Jacco Gardner: Somnium

Justin Jacobs on March 8, 2019
Jacco Gardner: Somnium

Jacco Gardner wasn’t born of this time. The Dutch-bred, Lisbon-based psychedelic composer twirled out of the gate with 2013’s Cabinet of Curiosities, which sounded like a long-lost Zombies record buried on some distant shore. But on Gardner’s third album, Somnium , he’s thrown out traditional song structure—and his own vocals entirely, for that matter—to create an instrumental exploration that’s fitting to help you focus at work or float off into space on your next intergalactic voyage. You won’t be singing along here, but Somnium ’s spiderweb melodies and rich textures will burrow deep into your psyche. The album was inspired by the 1608 Johannes Kepler novel, considered one of the first works of science fiction. That influence comes through—this is the sound of space we imagined before we got there. The most easily graspable of Somnium ’s 12 tracks build on a single, repetitive but transforming melody while Gardner’s arrangements of churning, clip-clopping percussion, scuzzy electric guitars and twinkling, alien keys dance below.
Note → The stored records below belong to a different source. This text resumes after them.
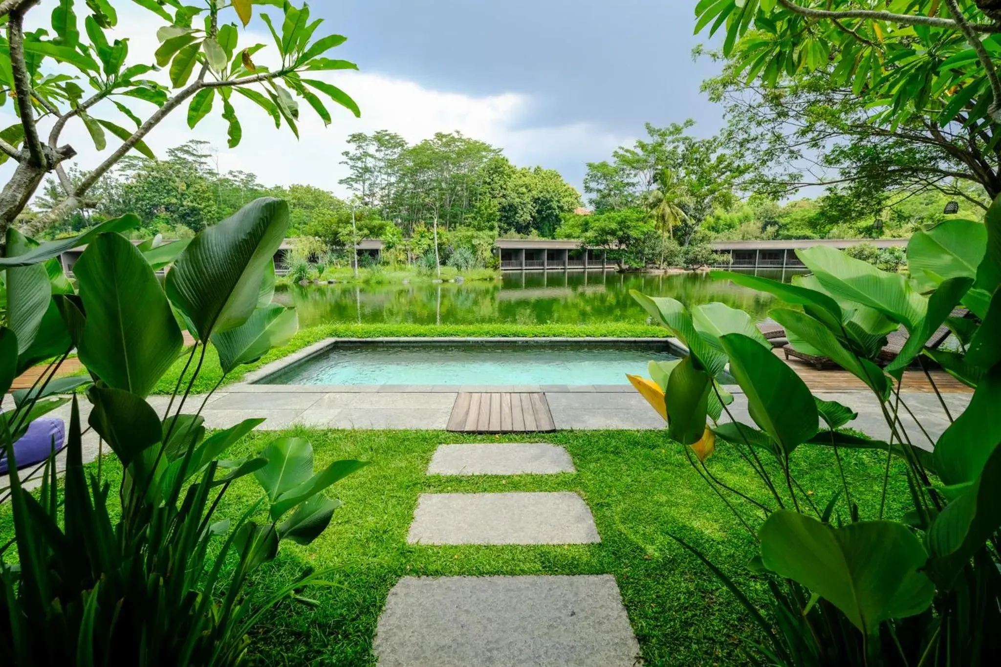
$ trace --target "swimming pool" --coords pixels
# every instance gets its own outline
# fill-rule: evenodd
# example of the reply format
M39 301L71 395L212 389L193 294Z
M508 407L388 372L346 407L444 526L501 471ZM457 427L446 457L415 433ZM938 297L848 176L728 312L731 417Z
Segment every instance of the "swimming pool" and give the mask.
M627 384L651 359L676 359L667 340L334 342L256 384Z

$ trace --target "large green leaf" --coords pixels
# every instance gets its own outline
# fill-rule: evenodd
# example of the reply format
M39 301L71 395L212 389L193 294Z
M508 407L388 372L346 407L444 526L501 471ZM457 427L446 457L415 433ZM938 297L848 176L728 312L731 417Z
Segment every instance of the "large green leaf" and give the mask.
M278 524L278 537L296 544L309 544L330 524L333 511L340 507L339 500L315 495L295 508L285 521Z
M864 521L832 528L790 512L773 512L758 534L765 567L806 586L875 635L879 624L928 609L935 595L919 572L927 557L903 524Z
M294 308L264 306L254 310L247 321L235 329L212 334L212 344L219 352L222 371L229 373L240 364L257 361L272 347L284 345L297 329Z
M970 339L964 362L989 369L1001 361L1001 289L994 292L983 322Z
M127 213L120 218L105 220L104 222L91 227L87 231L68 239L40 243L37 247L32 247L30 250L16 256L12 256L10 250L8 250L7 256L0 258L0 268L39 264L50 260L53 257L57 257L67 250L89 243L90 240L98 234L104 234L106 232L127 232L130 229L135 229L141 223L142 221L138 216Z
M167 273L166 292L200 340L247 321L287 228L288 205L262 197L199 232L177 258Z
M728 333L744 334L749 338L761 343L763 346L772 349L772 344L768 342L761 329L754 323L747 312L738 308L731 308L725 303L713 302L692 307L692 324L695 330L702 334L710 343L721 347L720 336Z
M670 297L649 297L637 290L630 290L630 294L657 322L670 329L688 347L710 376L716 377L727 365L727 356L696 331L692 315L681 301Z
M800 376L747 336L728 334L720 340L755 423L787 455L812 438L819 425L817 404Z
M1001 366L977 385L970 405L935 443L935 466L947 485L976 480L1001 442Z
M975 278L984 259L987 227L972 220L947 220L907 243L907 266L925 289L949 278Z
M17 377L17 335L0 327L0 396L7 393Z
M87 422L108 443L122 467L160 441L160 418L141 396L94 385L87 390L87 398L94 404Z
M860 359L857 355L845 349L841 341L817 320L805 313L788 308L776 308L770 311L768 315L784 326L786 333L795 333L812 348L821 352L824 356L865 382L877 395L884 398L889 395L890 385L883 371L872 362Z
M834 296L875 308L914 331L928 302L899 273L880 271L829 246L797 250L796 255Z
M790 283L780 283L777 280L752 276L747 273L734 273L731 271L714 271L710 274L714 280L731 280L743 287L768 292L779 297L786 303L801 306L815 306L817 319L821 320L828 328L835 330L841 326L841 307L838 302L824 292L809 289L804 286Z
M368 465L365 461L334 461L302 484L285 491L271 504L271 519L277 520L288 510L306 501L334 482L347 477L352 472Z
M698 369L692 355L678 364L664 392L668 410L668 435L683 445L702 439L706 432L709 393L713 390L710 376Z
M146 396L183 347L153 270L118 234L94 239L73 269L87 313L80 360L108 386Z
M305 438L278 438L264 448L261 456L267 459L267 465L254 477L272 503L312 475L312 445Z
M993 294L1001 285L1001 195L994 198L987 210L984 225L987 227L987 249L983 261L977 267L976 287Z
M34 241L13 227L7 228L7 258L26 255L37 249ZM8 265L7 327L17 337L18 353L23 353L35 340L42 317L52 298L49 275L41 264ZM16 267L16 268L15 268Z
M976 482L951 500L928 531L927 571L942 588L951 588L991 535L1001 527L1001 447L995 445Z
M904 369L921 353L925 343L942 326L971 285L972 277L957 276L946 279L938 286L928 298L928 312L919 322L918 329L908 337L897 358L886 367L888 373L898 379L902 376Z

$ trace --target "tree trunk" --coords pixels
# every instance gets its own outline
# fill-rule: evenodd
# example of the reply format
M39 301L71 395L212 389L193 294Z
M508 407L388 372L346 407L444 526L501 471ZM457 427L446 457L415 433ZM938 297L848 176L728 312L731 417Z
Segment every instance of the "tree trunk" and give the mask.
M6 233L45 177L45 167L21 162L0 192L0 232Z

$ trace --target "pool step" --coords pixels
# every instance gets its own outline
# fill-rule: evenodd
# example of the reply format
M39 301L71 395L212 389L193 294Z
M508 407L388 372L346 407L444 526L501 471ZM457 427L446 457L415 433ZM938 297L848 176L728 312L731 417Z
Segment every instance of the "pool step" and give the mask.
M542 392L460 392L448 430L462 433L549 433L557 430Z

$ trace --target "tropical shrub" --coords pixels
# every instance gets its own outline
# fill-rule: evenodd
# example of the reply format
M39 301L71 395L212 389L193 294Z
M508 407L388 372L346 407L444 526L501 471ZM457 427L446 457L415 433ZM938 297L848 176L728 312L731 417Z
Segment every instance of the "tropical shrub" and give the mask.
M308 544L324 530L338 505L324 490L363 465L336 461L314 474L312 449L301 438L224 460L263 420L208 435L199 414L207 399L192 410L209 342L225 374L297 328L294 309L271 302L271 258L285 235L287 205L258 199L190 242L157 247L122 236L138 224L128 215L41 245L7 231L0 392L25 369L54 359L30 390L14 392L15 408L0 414L15 533L0 547L0 651L14 664L239 662L262 614L293 590L322 583L322 573L304 568L269 600L249 596L248 583L281 541ZM57 257L84 244L75 292ZM162 285L151 256L172 264ZM189 350L178 321L195 338ZM74 348L89 375L53 379ZM146 396L181 354L185 372L159 415ZM121 463L115 496L100 462L96 472L84 470L78 396L55 397L82 386L92 404L87 425ZM67 400L63 489L50 456L33 496L22 486L14 443L32 420ZM261 498L238 519L219 519L230 484L251 474Z
M988 628L1001 627L1001 199L986 224L952 220L916 233L907 248L909 277L829 247L797 254L812 275L793 284L730 272L714 277L795 306L770 316L795 348L828 357L865 383L891 436L882 442L841 430L857 414L811 394L747 313L721 303L690 309L634 292L689 353L652 362L651 379L630 379L758 544L750 567L772 593L770 618L695 545L683 544L724 577L759 623L766 641L750 651L754 664L995 664L1001 635ZM957 306L969 316L953 316ZM943 324L959 350L925 346ZM907 343L881 368L887 334L901 327ZM975 390L954 414L936 388L950 425L935 442L920 423L925 411L900 393L904 370L928 359ZM746 395L753 424L733 419L733 397L720 383L725 369ZM900 421L901 411L917 429ZM922 438L933 452L916 446ZM833 497L815 501L797 483L792 462L803 445L830 448L843 482ZM714 476L709 458L717 446L739 453L762 486L734 488ZM886 453L878 506L860 506L852 492L857 480L840 452L853 448ZM887 498L892 470L906 475L908 498ZM890 500L911 511L887 516Z
M476 268L477 261L471 249L460 246L451 253L446 264L459 272L464 272Z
At its best, the record will have you spinning along, no matter if you’re in an office chair or on an evening stroll. Take “Privolva,” a bouncing, quivering, sixminute mirage of a tune that sounds like what the Star Wars cantina band could’ve evolved into on hour four of an acid trip. It’s immediately followed by “Pale Blue Dot,” a warbling, Enoesque ambient journey that really just serves as a bridge to the rest of the album. As an experiment, Somnium succeeds. You can almost hear Gardner whispering: Ladies and gentlemen, we are floating in space.